Father, son, then minister of devotion, he is the author of lives and lives lived-well toward God. He speaks of devoted guilt, (p. 133), « at times (the) sense of such immediate repercussion was so lively that he seemed to feel his soul in devotion pressing like fingers the keyboard of a cash register and to see the amount of his purchase start forth immediately in heaven, not as a number but as a frail column of incense or as a slender flower. »

He provides every heartstring from faith to be plucked; first God, he then provides the heart of a writer who writes, and one who speaks, thinks, adheres to God’s words, artfully. He gives a composition of phrasing, words as harmony, a wide and vast adoration for his language eloquently impressing his land’s variety of vivid sensations and this faith’s ‘monstrous’ appeal to the wicked and the weak, (p. 149), « Words.
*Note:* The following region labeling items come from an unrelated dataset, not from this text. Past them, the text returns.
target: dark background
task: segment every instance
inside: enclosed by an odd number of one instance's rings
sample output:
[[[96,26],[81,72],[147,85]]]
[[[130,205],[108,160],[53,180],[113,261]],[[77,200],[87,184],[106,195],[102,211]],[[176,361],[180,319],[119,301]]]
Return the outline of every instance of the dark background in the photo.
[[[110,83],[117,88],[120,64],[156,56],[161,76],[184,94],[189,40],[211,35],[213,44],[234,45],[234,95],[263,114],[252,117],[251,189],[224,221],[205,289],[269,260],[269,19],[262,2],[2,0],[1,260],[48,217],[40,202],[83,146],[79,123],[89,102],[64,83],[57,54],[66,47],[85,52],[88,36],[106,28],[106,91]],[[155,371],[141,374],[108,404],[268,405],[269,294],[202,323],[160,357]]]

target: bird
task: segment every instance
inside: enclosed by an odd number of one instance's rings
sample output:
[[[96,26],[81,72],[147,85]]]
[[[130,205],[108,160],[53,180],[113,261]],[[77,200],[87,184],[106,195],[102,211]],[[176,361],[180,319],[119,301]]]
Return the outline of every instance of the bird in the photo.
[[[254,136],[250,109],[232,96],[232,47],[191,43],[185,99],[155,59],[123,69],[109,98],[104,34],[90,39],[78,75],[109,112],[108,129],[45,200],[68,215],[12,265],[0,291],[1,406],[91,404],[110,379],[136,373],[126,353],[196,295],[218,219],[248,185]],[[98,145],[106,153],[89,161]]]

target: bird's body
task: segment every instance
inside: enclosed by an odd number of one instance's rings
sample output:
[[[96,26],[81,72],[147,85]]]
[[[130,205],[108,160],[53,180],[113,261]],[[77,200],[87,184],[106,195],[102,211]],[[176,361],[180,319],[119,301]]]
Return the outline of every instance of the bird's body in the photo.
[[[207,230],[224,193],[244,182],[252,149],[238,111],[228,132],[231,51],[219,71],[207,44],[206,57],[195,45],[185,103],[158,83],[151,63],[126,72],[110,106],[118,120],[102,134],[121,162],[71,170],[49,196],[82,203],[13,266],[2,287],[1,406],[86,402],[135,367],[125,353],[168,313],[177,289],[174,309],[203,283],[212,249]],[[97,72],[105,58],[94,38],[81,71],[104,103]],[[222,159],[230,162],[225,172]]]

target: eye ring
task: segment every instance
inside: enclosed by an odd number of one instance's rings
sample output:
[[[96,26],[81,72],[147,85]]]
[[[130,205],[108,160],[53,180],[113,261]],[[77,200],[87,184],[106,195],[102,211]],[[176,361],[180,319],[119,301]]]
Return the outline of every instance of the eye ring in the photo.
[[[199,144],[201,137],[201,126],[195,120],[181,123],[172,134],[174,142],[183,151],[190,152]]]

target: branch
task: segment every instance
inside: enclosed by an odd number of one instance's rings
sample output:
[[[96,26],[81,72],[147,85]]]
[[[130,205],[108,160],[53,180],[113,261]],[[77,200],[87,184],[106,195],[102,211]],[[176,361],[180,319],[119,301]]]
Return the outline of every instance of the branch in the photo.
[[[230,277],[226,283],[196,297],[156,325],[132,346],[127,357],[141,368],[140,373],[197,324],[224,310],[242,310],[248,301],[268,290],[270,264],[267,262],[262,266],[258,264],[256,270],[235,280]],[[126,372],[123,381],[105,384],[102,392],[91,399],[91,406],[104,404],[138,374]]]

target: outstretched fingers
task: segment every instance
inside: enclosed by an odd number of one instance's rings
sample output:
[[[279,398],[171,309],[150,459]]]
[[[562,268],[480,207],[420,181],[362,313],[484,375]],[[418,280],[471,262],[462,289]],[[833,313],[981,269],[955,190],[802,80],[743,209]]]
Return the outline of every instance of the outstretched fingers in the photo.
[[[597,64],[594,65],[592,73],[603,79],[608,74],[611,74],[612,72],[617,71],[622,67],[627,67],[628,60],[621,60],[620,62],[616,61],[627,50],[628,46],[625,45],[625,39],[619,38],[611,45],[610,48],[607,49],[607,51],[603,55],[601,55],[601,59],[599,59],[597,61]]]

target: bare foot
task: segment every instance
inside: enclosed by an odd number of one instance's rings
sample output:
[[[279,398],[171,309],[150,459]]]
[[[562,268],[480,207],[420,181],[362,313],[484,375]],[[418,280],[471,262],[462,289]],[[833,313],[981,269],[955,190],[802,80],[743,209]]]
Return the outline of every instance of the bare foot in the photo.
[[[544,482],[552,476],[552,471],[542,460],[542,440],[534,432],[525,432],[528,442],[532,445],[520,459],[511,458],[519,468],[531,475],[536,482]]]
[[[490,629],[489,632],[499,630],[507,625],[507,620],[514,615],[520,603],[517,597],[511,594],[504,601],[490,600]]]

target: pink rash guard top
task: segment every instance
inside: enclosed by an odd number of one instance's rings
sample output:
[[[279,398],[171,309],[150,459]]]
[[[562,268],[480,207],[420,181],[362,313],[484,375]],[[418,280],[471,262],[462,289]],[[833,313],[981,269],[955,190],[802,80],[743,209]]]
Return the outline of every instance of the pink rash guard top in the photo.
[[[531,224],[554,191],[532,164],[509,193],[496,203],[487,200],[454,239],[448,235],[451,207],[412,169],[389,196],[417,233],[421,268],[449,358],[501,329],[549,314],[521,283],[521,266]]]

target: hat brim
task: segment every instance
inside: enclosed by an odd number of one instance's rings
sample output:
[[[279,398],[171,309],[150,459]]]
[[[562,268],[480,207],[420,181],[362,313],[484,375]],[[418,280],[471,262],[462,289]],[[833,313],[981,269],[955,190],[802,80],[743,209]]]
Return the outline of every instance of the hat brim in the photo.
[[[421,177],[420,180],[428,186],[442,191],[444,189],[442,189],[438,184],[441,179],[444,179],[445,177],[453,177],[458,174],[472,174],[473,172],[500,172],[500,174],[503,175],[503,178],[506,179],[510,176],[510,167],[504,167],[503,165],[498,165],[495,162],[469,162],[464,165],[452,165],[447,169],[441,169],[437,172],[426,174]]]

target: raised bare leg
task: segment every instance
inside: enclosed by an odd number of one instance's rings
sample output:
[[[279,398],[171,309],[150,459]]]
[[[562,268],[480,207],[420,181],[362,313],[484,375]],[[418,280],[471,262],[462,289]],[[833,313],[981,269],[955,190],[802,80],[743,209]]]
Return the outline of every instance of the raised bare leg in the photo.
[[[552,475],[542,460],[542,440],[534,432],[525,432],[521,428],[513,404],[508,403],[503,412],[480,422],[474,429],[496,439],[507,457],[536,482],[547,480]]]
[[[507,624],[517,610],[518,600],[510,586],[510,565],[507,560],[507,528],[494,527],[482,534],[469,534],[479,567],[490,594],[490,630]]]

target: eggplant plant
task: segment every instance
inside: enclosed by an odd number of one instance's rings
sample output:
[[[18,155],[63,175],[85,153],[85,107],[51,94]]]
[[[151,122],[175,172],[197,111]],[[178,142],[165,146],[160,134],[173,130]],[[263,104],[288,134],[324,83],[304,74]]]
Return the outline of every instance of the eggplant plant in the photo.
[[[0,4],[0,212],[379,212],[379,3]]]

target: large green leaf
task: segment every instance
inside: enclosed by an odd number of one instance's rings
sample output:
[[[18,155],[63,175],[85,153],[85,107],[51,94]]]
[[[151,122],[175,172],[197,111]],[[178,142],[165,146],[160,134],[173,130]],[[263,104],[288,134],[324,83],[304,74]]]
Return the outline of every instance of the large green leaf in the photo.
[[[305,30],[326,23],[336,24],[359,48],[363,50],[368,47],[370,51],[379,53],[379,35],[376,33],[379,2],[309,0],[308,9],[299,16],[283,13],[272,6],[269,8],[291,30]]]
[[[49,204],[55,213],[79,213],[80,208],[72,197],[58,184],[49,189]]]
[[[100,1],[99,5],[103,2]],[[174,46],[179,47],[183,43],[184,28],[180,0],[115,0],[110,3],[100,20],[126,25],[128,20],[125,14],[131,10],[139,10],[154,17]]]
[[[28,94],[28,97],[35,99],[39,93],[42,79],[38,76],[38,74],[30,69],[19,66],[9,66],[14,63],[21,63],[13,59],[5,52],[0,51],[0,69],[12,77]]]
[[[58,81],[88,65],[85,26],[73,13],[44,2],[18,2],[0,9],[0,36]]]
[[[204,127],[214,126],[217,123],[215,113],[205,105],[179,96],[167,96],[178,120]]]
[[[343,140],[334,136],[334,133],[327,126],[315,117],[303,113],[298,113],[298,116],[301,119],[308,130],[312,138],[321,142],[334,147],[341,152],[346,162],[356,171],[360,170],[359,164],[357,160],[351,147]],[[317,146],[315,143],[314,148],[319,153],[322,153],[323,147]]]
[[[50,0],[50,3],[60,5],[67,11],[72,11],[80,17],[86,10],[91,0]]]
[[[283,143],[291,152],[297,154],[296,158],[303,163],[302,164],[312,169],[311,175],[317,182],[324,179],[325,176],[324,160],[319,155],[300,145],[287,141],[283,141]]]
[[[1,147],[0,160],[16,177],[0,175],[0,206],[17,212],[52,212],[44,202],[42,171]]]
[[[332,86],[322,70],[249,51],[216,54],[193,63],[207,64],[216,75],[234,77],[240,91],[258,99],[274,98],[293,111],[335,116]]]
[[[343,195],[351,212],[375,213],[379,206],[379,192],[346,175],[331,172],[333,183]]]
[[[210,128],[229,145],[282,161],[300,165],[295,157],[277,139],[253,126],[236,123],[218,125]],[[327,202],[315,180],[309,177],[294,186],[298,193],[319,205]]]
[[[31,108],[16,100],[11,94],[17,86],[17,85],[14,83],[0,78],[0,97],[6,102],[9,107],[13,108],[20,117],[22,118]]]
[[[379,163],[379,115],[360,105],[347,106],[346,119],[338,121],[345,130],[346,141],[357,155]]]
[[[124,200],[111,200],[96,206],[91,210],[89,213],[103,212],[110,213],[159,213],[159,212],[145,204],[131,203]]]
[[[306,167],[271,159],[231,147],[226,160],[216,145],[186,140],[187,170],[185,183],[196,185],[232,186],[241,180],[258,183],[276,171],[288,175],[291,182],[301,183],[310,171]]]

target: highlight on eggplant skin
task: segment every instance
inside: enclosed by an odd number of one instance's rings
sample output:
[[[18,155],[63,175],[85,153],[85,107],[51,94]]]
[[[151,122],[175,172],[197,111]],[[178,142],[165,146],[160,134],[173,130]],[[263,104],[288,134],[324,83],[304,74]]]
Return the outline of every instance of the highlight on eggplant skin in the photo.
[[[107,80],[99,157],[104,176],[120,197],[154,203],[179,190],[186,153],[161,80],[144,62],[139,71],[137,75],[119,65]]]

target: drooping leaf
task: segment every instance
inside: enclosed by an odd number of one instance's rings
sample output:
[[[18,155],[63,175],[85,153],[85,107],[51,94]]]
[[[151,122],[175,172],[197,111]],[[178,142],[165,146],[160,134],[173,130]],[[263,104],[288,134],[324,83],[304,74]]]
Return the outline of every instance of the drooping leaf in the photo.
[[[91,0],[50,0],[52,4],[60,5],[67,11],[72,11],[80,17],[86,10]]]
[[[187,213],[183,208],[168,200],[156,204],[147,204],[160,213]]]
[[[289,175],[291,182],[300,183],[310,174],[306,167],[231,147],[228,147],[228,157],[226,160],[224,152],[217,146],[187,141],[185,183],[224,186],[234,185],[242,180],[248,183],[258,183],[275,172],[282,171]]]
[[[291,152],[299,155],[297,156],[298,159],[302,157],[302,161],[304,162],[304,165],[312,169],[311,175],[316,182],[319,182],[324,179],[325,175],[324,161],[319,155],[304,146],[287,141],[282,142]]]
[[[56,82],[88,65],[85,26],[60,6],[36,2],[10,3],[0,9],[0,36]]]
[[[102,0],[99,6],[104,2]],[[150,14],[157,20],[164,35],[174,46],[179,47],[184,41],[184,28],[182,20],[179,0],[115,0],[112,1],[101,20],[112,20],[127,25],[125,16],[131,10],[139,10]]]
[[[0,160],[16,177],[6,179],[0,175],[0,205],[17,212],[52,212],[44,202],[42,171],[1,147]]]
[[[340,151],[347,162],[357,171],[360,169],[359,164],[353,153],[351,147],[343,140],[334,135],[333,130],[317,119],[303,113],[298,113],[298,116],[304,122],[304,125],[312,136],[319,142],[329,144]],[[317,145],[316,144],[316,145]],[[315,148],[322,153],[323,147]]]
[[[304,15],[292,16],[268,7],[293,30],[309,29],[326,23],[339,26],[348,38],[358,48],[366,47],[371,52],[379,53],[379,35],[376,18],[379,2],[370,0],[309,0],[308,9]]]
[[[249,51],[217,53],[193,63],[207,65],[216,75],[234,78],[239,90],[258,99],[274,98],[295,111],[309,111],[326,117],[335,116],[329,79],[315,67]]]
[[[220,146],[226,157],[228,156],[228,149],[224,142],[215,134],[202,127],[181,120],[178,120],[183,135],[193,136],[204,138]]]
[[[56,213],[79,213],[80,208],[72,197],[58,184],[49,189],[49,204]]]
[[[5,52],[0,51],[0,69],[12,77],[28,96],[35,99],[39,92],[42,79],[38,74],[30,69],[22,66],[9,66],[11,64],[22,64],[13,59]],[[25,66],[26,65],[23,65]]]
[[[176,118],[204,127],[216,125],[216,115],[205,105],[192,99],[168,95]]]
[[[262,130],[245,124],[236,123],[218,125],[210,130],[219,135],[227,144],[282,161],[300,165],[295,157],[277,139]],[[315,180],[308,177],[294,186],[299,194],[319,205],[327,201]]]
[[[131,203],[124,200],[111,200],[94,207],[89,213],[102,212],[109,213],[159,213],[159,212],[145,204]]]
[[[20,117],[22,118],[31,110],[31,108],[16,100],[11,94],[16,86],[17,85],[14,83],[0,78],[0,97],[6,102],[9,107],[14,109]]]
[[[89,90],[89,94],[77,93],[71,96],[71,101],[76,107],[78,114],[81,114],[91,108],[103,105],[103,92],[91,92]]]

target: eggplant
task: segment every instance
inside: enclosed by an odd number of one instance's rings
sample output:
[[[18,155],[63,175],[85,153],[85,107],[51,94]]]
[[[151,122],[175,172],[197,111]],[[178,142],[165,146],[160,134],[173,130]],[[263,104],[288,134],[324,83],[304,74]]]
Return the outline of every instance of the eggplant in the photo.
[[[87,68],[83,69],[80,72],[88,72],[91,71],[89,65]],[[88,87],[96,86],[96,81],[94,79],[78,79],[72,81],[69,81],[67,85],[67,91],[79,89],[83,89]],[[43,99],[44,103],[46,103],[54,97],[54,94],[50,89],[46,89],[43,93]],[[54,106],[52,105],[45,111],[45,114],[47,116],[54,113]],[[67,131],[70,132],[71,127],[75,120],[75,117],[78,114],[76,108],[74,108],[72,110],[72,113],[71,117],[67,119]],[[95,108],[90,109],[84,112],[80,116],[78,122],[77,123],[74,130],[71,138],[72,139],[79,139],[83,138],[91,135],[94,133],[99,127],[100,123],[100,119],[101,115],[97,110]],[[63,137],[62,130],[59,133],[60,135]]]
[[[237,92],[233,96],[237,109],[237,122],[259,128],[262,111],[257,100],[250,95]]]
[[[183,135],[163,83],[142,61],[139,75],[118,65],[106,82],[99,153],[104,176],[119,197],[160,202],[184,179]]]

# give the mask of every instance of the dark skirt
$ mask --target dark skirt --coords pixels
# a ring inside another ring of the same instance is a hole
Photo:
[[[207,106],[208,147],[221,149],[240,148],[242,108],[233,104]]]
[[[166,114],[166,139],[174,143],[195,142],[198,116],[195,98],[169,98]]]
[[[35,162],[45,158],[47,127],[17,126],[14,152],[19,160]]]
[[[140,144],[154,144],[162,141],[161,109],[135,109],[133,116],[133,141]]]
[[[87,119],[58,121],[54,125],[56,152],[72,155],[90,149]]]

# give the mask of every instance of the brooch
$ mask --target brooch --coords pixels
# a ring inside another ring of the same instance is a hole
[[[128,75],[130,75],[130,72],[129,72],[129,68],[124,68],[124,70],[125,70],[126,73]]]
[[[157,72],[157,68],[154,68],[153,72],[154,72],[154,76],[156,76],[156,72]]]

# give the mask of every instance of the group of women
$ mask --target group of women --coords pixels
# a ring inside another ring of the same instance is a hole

Was it their colours? He allowed them to glow and fade, hue after hue; sunrise gold, the russet and green of apple orchards, azure of waves, the grey-fringed fleece of clouds. No, it was not their colours: it was the poise and balance of the period itself. Did he then love the rhythmic rise and fall of words better than their associations of legend and colour? Or was it that, being as weak of sight as he was shy of mind, he drew less pleasure from the reflection of the glowing sensible world through the prism of language many-coloured and richly storied than from the contemplation of an inner world of individual emotions mirrored perfectly in a lucid supple periodic prose? » He claims his devotion, « The object of the artist is the creation of the beautiful, » (p. 165).

In the son’s vision of human compassion, he resonates with inspiration at his own awareness, (p. 148), he reveals his epiphany that « the commandment of love (bids) us not to love our neighbor as ourselves with the same amount and intensity of love but to love him as ourselves with the same kind of love. » He promotes the ability and the desire to distinguish our needs from the next of needs, and in observance of learning from this ministry, I hope and desire to distinguish various descriptions, Love being a ‘thing’ and something which endures with respect.

He distinguishes beauty according to the apprehension of beauty. There are three forms is his educated distinction, (p. 195), « the lyrical form, the form wherein the artist presents his image in immediate relation to himself; the epical form, the form wherein he presents his image in mediate relation to himself and others; the dramatic form, the form wherein he presents his image in immediate relation to others. » He suggests that beauty (by definition I understand this to mean all language, all words within the language), beauty has a wider sense form or sense of understanding in the literary tradition. These three forms, then, he suggests are the space which understanding or judgment of beauty is influenced by a marketplace for the art.

My question: Is God’s perception of warmth immediate within a marketplace?